Я оглянулась на возглас. Вот кому я была искренне рада – бабушка пришла. Вернее это Верина мама. Но все ее звали бабушкой и я тоже. Настоящего имени я так до конца ее жизни и не узнала. Но этот человек всегда был со мной искренним и приветливым. В ее присутствии я чувствовала себя маленькой девочкой, которая знает, что ее защитят, укроют, накормят и пригреют вот эти старые, натруженные, и ласковые руки.

          - Бабулечка, милая, здравствуйте. Как здоровье?

          - Да я-то что. Вот с Васей беда.

          Пока мы приветствовали друг друга, подтянулись к столу и соседи, еще какие-то люди.

         За стол уселись чинно. Разговоры велись пристойные.  Поминали  ушедшего, желали ему, как и полагается в таких случаях, царствия небесного.  Я сидела рядом с бабушкой и она мне рассказала историю происшествия. Оказывается, Васе, как хорошему работнику, на стройке дали новый трактор, а сосед позавидовал и убил его зверски. Господи, неужели  из-за  какого-то трактора можно лишить человека жизни. Оказывается да, можно. Потому что на новом тракторе можно больше заработать. А у того тракториста в деревне старая мать и жена парализованная, и пятеро детей.
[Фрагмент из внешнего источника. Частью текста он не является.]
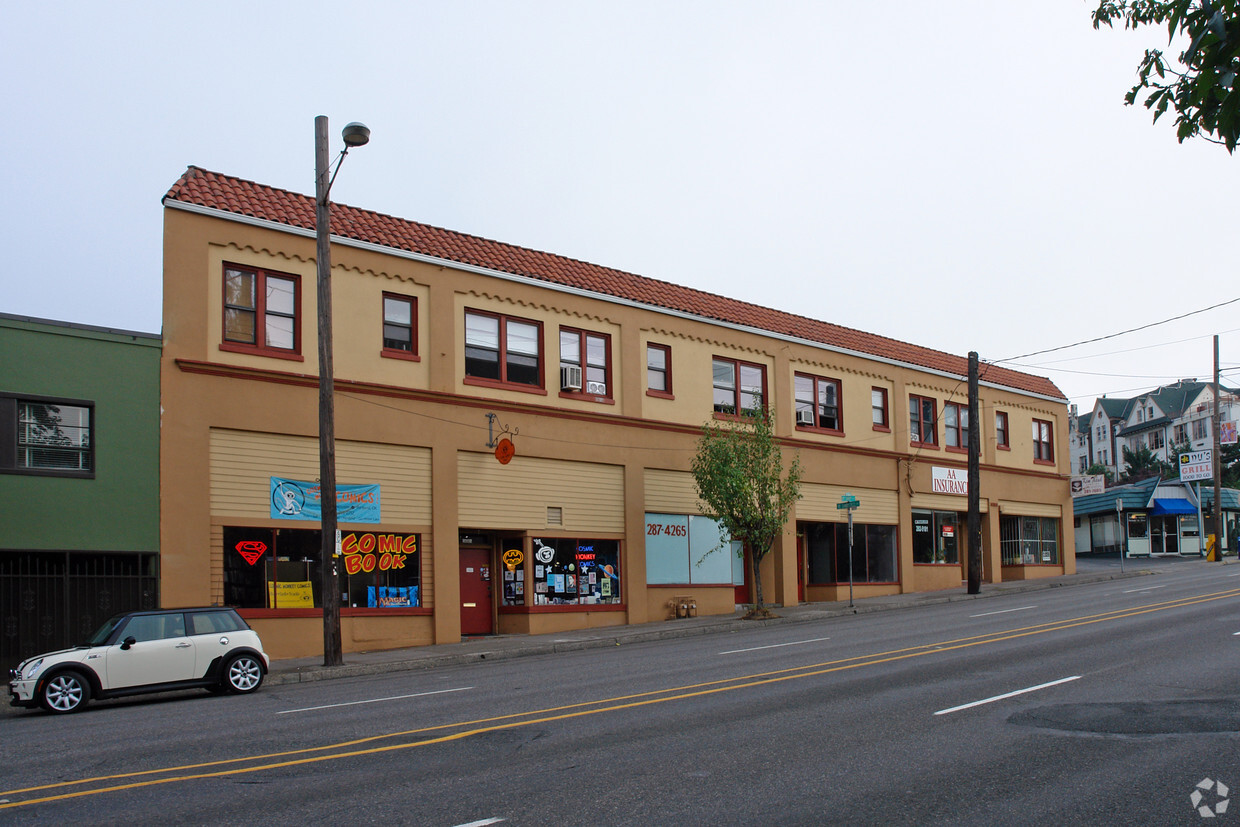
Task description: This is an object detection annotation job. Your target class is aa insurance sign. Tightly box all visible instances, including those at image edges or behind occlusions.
[1179,451,1214,482]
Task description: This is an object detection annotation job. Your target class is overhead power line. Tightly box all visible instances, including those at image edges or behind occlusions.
[987,296,1240,365]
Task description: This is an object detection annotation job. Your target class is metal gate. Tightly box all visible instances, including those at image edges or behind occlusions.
[0,552,159,676]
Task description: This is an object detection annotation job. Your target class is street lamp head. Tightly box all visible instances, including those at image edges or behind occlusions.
[340,120,371,149]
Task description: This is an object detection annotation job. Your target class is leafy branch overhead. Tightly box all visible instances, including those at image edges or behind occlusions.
[1092,0,1240,153]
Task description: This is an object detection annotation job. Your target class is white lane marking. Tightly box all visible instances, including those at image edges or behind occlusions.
[968,606,1038,617]
[275,687,474,715]
[934,674,1081,715]
[719,637,831,655]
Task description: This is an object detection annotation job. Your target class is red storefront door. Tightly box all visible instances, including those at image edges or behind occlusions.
[460,548,495,635]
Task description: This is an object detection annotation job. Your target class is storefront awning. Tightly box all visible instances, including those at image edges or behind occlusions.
[1149,498,1197,515]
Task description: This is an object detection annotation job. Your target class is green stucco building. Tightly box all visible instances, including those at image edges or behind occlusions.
[0,314,161,667]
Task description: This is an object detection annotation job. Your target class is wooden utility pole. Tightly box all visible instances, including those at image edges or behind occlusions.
[968,351,982,594]
[314,115,345,666]
[1210,336,1223,560]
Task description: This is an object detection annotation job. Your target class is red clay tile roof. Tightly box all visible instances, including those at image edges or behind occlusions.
[165,166,1065,399]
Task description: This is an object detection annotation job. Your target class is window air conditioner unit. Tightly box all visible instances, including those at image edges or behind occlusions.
[559,365,582,391]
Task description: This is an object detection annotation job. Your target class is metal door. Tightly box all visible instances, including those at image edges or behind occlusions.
[460,548,495,635]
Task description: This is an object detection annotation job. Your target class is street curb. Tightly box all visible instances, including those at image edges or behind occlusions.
[267,569,1154,686]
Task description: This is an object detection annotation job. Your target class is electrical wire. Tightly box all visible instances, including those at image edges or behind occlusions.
[988,296,1240,365]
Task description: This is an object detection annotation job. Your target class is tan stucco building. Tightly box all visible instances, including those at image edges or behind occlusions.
[160,167,1074,657]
          - Ему, наверно, ничего не дадут, - спокойно, как факт сбывшийся, сказала бабушка, - да и малых детей жалко. Если его посадят, с голоду вымрут.

          - А суд будет?

          - Будет. Сейчас следствие идет. Я Верке говорю, прости ты его,  не от хорошей жизни он на такое пошел.

          - Ну, как же так? А завтра он другого человека убьет.
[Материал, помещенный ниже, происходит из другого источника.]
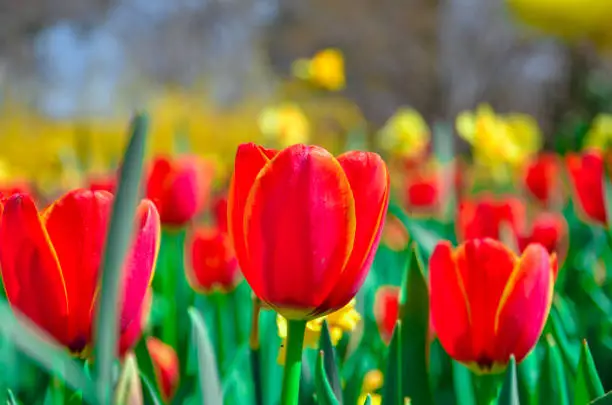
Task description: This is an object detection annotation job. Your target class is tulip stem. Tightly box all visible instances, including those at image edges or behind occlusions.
[281,320,306,405]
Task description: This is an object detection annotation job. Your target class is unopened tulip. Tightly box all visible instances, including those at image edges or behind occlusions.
[186,224,240,293]
[147,337,180,404]
[429,239,557,373]
[0,189,160,356]
[228,144,389,320]
[567,149,608,225]
[146,156,213,226]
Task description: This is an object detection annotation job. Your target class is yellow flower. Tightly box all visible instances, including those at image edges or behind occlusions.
[291,48,345,91]
[276,298,361,364]
[584,114,612,149]
[506,0,612,43]
[456,104,542,178]
[380,107,430,157]
[258,103,310,148]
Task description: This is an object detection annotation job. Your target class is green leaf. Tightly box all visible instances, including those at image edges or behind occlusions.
[382,320,405,405]
[0,301,99,404]
[319,320,342,404]
[574,340,604,404]
[399,243,433,405]
[114,353,144,405]
[498,356,521,405]
[94,114,148,404]
[188,308,223,405]
[315,350,340,405]
[538,335,569,405]
[139,373,162,405]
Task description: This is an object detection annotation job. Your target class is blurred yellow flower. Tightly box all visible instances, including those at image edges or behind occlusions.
[455,104,542,180]
[506,0,612,45]
[258,103,310,148]
[276,298,361,364]
[291,48,345,91]
[584,114,612,149]
[380,107,431,158]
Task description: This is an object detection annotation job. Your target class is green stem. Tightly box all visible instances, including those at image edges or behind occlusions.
[473,374,501,405]
[281,320,306,405]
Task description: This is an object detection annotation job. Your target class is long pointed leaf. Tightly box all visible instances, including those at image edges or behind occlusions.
[574,340,604,404]
[188,308,223,405]
[399,243,433,405]
[95,114,148,404]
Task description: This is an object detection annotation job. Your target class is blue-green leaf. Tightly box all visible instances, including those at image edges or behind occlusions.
[95,114,148,404]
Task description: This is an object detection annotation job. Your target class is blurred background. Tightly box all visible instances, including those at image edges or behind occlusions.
[0,0,612,194]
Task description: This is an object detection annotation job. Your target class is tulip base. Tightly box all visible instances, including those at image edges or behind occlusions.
[280,320,306,405]
[473,374,501,405]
          - Э, милая моя, когда видишь своего детеныша голодным и не на такое пойдешь. В тридцать седьмом, когда голод был, людей убивали и ели. Упаси господь, - бабушка перекрестилась.

          - Да неужели до такого дойдем? – я содрогнулась.
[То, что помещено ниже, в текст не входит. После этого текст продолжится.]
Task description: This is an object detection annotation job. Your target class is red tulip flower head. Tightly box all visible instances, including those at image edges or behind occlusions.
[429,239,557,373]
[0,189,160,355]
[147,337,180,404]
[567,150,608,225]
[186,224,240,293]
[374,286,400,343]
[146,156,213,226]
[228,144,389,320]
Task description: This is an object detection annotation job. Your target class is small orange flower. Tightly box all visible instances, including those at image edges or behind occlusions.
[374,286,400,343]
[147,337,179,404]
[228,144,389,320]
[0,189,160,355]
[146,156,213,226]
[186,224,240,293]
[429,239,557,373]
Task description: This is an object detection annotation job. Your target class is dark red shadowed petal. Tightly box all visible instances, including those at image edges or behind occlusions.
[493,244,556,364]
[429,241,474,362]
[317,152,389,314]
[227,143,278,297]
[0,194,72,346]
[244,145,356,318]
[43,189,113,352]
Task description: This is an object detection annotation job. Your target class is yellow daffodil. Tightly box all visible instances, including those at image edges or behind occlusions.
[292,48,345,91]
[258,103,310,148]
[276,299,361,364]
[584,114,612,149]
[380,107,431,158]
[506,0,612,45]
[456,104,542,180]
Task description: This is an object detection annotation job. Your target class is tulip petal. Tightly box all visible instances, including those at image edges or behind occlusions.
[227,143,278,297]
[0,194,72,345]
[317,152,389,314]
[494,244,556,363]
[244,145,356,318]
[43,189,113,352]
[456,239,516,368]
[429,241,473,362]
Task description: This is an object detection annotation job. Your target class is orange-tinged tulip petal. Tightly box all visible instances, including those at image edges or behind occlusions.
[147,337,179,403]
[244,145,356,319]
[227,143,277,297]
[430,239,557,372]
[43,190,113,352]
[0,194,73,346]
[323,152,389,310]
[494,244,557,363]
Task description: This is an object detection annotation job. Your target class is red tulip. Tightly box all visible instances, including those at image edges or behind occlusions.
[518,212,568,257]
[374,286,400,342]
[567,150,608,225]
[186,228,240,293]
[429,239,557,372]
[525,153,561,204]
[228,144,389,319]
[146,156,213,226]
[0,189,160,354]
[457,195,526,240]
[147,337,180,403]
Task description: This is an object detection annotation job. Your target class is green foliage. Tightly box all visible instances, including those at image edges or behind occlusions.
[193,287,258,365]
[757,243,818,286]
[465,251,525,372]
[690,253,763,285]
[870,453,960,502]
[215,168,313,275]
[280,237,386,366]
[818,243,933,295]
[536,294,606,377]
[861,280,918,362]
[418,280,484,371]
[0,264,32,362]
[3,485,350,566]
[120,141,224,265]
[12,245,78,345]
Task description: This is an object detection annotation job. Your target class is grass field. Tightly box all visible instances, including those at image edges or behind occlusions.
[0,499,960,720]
          - Э! – бабушка раздраженно махнула рукой. - Перестройка, перестройка… Они  там строятся, а мы тут скоро с голоду будем пухнуть. На комбинате, слышь, бартер устроили. Наш асбест куда-то заграницу отправили, а оттуда консервы привезли. Вместо зарплаты выдавали. Вон Генка припер с фабрики два ящика. Раскрыли банку, вроде мясо, а Пусик, гавкнул, хвост поджал, и в угол забился. Есть не стал.

          Наш разговор услышала соседка, что сидела рядом со мной.

          - Слышь, Петровна, - вступила она в разговор. - Училка  английского языка с первой школы перевела с этикетки название. Говорит, что это консервы для кошек. За границей для котов и собак готовят тушенку. А они, гады, нам ее, как мясо прислали.

          - Так ведь собака не ест даже.

           - А хто знает, что они там напихали.

          - Да нет, бабоньки, - в разговор постепенно вовлекались все, сидящие за столом, - вон у меня Митька, сосед, на хлеб мажет и ест. Ничего, не помер еще.

           - А в прошлом годе, осенью, помните, прислали туфли. Да такие черненькие. Все перецапались, кому талона не хватило. А они оказались бумажными, до первого дождя. Потом та же училка прочитала на коробке, это обувка для покойников. Так и написано – на холодные ноги.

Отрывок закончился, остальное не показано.